Once he did publish an excerpt of the book, a chapter called "La côte Basque," and hell opened up to him and swallow him and his book.  The controversy was that he based this story on real people, even including their real names.   Society pretty much threw him, as well as literary critics.  Keep in mind the only other book I read by Capote was "Breakfast at Tiffany's" a novella that did nothing for me.   So, I read "Answered Prayers" thinking it will be a slighter version of the inferno, but alas, it was a pure joy.
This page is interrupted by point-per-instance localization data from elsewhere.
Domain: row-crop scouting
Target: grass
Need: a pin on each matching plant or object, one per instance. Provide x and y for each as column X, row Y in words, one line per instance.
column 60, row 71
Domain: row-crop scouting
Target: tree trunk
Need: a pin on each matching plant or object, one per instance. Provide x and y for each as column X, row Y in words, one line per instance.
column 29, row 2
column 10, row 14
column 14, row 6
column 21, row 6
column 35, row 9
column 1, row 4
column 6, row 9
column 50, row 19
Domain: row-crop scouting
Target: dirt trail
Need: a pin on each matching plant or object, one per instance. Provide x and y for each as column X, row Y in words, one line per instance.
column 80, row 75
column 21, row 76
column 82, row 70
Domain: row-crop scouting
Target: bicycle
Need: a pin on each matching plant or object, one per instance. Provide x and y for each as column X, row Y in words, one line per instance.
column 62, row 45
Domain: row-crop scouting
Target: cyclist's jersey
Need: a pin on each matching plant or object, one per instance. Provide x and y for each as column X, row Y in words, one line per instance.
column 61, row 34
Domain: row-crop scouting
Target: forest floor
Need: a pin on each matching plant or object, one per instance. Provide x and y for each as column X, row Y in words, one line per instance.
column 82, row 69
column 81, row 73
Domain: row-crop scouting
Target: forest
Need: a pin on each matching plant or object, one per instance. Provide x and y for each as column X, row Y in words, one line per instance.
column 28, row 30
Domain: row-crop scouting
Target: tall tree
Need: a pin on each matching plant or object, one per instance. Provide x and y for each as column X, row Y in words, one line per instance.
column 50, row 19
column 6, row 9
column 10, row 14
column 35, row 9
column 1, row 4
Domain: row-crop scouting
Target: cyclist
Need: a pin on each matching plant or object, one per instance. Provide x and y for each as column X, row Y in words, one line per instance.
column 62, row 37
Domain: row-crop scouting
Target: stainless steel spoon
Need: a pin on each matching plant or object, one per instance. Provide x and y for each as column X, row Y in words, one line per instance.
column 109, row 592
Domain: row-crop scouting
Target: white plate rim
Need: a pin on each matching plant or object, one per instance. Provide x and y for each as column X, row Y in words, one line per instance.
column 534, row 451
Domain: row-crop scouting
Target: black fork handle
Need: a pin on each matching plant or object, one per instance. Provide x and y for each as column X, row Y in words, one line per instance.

One, Capote's really bitchy and funny, and two, he is a remarkable stylist as a writer.  I may have trouble with him as being a narrative type of writer, but for someone like me who enjoys a good sentence or two, Capote is my guy, for now.  Also I have a deep respect for gossip being part of social history.  Gossip may or may not be true, but it speaks a greater version of truth in the narration that is history.  Capote attempted to capture the genius of Marcel Proust, but I think he failed.  But what he did capture was a moment in time, and a time that was very much Capote's last stance in that world.  Surely he knew that once he writes this, he will never be part of that world again.  Is that what happened to "Answered Prayers?"  Nevertheless this is an excellent document of life in Manhattan for the few, and luckly Capote is one of the few to capture that series of moments.